- Screenplay by: Percy Adlon
- Directed by: Percy Adlon
- Starring: Karin Anselm [de] as Caroline Herschel; Rolf Illig [de] as William Herschel; Josef Meinrad as Haydn; Edgar Selge as Alexander Herschel;
- Music by: Joseph Haydn
- Country of origin: West Germany
- Original language: German

Production
- Cinematography: Raimund Maxsein
- Running time: 95 minutes

Original release
- Release: December 26, 1986

= Herschel und die Musik der Sterne =

Herschel und die Musik der Sterne (Herschel and the Music of the Stars) is a 1986 television film written, produced, and directed by Percy Adlon. Anneliese Goldman briefly reviewed the film in 1986, concluding that "The superb nuances and timing of all the performances, together with Haydn's music (in both orchestral and electronic forms) and Adlon's inventive use of video, make this "chamber piece" a treat for the eye, ear and mind."

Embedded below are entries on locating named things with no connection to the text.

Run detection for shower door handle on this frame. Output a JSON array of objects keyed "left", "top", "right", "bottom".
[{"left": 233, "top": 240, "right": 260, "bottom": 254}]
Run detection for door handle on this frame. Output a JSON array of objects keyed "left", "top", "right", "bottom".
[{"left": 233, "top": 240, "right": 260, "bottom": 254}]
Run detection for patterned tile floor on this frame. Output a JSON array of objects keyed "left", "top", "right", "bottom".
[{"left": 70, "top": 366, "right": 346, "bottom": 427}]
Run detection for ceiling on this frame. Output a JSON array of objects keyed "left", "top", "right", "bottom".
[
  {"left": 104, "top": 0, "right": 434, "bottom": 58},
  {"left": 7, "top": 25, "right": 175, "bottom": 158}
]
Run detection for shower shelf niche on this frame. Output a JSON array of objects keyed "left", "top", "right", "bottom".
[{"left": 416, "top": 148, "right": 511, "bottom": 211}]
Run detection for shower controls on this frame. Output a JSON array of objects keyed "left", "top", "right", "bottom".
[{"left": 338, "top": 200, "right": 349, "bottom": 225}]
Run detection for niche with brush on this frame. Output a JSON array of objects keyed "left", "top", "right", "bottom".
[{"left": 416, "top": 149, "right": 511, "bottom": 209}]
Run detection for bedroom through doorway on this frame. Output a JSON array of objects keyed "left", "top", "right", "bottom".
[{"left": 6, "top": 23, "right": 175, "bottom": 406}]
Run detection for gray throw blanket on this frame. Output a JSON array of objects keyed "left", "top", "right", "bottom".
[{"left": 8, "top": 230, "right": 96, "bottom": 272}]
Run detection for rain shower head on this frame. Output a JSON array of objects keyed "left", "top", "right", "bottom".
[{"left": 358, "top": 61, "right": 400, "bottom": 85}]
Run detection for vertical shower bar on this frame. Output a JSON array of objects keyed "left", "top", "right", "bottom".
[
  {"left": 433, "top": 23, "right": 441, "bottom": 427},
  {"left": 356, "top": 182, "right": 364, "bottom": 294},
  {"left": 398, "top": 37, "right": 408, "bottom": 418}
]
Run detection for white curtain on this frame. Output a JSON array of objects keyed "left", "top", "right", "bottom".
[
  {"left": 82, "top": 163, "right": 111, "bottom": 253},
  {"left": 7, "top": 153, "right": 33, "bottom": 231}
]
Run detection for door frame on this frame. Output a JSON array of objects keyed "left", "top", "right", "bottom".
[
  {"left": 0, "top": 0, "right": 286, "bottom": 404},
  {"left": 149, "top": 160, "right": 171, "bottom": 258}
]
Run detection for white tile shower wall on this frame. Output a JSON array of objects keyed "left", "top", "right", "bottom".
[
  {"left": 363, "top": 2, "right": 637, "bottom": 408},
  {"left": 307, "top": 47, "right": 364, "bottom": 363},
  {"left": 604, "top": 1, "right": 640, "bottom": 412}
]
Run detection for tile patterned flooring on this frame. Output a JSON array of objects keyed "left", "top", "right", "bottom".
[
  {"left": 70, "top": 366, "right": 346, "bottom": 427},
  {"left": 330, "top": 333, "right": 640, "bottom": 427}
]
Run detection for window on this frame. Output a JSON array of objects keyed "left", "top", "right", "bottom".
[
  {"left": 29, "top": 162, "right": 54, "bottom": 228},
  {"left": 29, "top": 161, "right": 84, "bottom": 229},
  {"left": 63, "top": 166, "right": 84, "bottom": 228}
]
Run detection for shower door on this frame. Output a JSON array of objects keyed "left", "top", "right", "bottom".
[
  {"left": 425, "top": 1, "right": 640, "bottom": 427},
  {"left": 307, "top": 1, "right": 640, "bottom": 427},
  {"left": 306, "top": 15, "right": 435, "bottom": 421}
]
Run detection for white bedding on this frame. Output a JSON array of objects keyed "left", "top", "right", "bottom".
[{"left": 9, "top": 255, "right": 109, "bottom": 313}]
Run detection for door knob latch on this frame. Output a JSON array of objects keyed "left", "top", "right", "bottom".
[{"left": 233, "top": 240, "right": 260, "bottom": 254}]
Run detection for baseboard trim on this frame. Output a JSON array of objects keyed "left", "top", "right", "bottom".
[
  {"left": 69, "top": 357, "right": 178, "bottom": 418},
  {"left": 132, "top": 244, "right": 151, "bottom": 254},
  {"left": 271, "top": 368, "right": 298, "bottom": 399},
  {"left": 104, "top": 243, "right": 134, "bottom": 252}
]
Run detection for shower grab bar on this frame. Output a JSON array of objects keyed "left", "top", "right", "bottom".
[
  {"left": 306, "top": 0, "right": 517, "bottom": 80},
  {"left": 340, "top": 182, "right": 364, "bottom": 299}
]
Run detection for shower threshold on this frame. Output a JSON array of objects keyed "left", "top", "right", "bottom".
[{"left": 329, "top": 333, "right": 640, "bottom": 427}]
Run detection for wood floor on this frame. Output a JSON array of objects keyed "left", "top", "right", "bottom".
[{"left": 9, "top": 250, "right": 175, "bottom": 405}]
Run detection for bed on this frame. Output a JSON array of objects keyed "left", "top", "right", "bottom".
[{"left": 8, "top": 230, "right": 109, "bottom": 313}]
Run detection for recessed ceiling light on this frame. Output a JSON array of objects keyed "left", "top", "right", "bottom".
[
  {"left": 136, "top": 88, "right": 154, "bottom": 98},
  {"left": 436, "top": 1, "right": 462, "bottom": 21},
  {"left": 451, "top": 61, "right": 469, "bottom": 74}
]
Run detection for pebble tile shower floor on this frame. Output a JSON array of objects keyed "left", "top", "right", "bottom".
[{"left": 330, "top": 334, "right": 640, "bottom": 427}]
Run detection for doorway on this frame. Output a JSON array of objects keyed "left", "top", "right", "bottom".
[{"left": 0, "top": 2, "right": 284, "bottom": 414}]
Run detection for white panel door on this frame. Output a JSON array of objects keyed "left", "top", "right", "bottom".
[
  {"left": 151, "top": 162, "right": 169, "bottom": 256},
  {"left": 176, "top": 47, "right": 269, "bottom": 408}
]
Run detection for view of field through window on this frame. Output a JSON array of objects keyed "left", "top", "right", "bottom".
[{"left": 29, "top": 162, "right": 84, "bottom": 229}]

In 1792, the Austrian composer Joseph Haydn was living in England. In July 1792, he visited the Slough observatory of William Herschel, the astronomer and musician who was famed for his discovery of the planet Uranus and its moons. The film is a fictional account of Haydn's visit including extended conversation with Herschel, viewing of the stars with the telescope, and a romantic interlude with William Herschel's sister and collaborator Caroline Lucretia Herschel. Caroline Herschel was a well-known astronomer in her own right. The film suggests that Haydn's famed oratorio The Creation (1797) was inspired by this visit.

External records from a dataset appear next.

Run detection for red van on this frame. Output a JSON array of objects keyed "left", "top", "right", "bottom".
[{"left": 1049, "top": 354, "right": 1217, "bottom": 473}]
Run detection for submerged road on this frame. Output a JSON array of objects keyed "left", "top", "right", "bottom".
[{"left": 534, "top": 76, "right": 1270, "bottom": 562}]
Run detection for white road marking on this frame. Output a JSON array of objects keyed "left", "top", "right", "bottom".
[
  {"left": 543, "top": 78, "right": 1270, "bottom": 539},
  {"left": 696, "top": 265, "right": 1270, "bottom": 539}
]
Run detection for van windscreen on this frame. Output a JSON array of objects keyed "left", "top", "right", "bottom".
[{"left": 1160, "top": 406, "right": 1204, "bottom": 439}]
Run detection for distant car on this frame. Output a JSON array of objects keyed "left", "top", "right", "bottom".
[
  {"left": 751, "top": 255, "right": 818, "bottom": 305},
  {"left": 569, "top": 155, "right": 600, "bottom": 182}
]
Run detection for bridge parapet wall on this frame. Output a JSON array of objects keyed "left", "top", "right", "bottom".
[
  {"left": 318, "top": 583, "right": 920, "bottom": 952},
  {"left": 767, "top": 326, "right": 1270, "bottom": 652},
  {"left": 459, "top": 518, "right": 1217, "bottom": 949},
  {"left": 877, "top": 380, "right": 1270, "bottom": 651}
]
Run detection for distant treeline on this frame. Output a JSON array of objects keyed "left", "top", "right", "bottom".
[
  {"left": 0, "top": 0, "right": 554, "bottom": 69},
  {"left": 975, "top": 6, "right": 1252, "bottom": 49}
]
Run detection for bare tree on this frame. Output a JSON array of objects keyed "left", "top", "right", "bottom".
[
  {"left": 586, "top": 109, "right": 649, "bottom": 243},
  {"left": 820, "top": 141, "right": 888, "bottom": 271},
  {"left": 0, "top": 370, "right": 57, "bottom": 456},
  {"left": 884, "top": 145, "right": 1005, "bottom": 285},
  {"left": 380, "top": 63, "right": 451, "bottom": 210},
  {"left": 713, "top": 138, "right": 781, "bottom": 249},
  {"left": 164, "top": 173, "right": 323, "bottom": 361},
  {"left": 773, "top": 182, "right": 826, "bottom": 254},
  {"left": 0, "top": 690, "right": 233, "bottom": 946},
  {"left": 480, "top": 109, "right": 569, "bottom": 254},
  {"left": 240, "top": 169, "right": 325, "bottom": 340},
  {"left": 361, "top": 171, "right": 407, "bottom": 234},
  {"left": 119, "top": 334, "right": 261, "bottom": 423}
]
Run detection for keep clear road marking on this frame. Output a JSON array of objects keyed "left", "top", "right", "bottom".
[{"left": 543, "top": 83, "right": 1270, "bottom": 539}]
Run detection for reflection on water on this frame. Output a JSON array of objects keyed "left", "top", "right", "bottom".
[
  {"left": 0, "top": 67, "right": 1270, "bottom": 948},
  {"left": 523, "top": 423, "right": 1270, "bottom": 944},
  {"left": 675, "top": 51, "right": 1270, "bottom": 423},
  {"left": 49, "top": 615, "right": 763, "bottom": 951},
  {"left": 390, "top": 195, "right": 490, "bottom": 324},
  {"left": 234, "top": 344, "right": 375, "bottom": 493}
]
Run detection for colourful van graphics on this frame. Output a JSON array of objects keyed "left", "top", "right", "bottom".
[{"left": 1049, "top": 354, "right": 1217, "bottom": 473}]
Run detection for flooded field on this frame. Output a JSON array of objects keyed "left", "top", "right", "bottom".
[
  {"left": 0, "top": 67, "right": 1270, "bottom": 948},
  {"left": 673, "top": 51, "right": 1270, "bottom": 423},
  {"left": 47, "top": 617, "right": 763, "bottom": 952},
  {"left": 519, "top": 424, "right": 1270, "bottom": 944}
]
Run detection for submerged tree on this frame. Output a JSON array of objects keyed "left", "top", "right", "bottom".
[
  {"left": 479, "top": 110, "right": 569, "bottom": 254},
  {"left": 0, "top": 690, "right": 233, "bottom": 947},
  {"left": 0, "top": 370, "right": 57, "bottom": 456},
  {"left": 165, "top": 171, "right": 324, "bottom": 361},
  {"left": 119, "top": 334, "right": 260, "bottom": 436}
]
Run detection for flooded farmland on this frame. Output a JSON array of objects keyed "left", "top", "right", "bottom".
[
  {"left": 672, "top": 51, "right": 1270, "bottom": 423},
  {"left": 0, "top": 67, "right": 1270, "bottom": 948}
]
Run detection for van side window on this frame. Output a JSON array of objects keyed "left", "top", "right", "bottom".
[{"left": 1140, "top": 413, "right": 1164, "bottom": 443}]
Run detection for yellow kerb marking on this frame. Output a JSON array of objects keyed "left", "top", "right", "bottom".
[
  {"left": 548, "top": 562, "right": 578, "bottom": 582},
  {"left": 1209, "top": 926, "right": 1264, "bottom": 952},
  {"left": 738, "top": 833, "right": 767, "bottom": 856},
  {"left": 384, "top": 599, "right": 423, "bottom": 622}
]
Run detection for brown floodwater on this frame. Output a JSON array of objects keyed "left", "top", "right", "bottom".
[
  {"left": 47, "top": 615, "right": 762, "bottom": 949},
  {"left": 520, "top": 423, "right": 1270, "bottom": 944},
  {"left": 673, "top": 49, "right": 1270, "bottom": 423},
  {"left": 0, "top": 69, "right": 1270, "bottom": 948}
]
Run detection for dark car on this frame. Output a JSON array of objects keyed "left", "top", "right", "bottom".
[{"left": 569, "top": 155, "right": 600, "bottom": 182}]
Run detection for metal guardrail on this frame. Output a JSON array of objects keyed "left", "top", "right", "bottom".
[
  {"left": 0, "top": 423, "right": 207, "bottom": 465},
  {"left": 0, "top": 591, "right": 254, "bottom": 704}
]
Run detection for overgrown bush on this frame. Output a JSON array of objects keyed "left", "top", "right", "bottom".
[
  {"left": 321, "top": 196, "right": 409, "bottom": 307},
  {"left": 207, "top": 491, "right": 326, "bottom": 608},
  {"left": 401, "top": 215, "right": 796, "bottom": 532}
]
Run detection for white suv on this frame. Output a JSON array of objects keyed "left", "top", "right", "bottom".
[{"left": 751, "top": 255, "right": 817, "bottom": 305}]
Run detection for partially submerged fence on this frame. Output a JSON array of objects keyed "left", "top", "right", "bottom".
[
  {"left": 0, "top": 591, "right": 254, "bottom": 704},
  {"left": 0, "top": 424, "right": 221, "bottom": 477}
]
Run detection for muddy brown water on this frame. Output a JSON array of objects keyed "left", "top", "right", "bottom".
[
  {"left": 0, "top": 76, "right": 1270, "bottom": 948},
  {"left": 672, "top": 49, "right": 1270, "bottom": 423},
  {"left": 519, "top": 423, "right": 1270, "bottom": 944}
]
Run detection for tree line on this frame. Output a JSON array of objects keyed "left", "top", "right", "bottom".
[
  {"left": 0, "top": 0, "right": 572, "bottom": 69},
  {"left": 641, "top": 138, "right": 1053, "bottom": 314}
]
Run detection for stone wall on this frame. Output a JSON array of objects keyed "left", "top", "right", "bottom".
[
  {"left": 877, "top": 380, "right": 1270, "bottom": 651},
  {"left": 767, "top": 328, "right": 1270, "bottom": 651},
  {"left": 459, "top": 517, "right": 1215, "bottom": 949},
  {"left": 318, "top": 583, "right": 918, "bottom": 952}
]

In addition to the narrative of this film, several published works in the last century have speculated about a meeting between Herschel and Haydn in Slough and its possible connection to Haydn's composition of The Creation. However, a summary of recent published work indicates that William Herschel was not present when Haydn visited the observatory, and that there is little if any evidence for a direct influence of Herschel's work with the oratorio.

The elaborate set designs in the film are the work of the sculptor Eduardo Paolozzi.

As of 2022, the film with English subtitles is available from several streaming services. A VHS tape of the film was released in 1986.